The spelling of Russian names is a matter of peculiar difficulty, and no fixed usage in regard to it has as yet been established. I have tried to follow the system presented in the Proceedings of the American Library Association for 1885, but it has been in some cases impossible for me to go back to the original Russian form as a starting-point. I have found it necessary to abridge M. de Vogüé’s work somewhat, in order to bring it within certain prescribed limits.
J. L. E.
In offering this book to the constantly increasing class of persons interested in Russian literature, I owe them a little explanation in regard to the unavoidable omissions in these essays, as well as to their object and aim. The region we are approaching is a vast, almost unexplored one; we can only venture upon some of its highways, selecting certain provinces, while we neglect others.
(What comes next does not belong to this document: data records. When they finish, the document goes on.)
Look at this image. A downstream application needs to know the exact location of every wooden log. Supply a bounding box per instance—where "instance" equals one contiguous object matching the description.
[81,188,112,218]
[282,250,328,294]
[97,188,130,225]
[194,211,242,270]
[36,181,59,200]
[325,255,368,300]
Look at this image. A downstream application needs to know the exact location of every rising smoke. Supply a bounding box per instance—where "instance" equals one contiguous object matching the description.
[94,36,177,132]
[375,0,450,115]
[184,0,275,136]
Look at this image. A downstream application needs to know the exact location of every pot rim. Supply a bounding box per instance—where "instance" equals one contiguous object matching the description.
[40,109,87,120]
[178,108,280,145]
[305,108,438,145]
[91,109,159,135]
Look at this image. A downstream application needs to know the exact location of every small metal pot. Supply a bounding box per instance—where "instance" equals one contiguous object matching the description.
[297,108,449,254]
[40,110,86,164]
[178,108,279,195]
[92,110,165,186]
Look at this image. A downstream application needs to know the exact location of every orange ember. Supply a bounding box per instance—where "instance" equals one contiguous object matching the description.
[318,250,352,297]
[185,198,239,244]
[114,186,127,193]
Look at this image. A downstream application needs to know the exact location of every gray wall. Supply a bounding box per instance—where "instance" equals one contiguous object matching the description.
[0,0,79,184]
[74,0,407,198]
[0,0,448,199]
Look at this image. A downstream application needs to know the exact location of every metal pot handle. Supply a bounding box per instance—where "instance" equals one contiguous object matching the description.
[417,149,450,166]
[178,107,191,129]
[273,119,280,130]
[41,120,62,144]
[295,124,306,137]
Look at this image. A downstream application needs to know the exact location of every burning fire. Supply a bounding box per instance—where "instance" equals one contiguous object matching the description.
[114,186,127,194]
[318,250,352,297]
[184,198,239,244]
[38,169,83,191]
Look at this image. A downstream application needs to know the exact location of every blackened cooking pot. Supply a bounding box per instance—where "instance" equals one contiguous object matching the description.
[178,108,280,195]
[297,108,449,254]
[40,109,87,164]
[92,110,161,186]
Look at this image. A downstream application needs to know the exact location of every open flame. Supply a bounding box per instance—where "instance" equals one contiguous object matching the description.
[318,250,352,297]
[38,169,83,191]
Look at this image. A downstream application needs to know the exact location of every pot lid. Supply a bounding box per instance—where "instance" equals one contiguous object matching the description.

This volume does not claim to give a complete history of Russian literature, or a didactic treatise upon it. Such a work does not yet exist in Russia, and would be premature even in France.
My aim is quite a different one. To do justice to both the dead and the living, in a history of the literature of only the past hundred years, I should but accumulate a quantity of names foreign to our ears, and a list of works which have never been translated. The entire political and social history of the three preceding reigns should be written, to properly explain the last.
It appears to me better to proceed as a naturalist would do in his researches in a foreign country. He would collect specimens peculiarly characteristic of the climate and soil, and choose from among them a few individual types which are perfectly developed. He draws our attention to them, as best revealing to us the actual and peculiar conditions of life in this particular corner of the earth.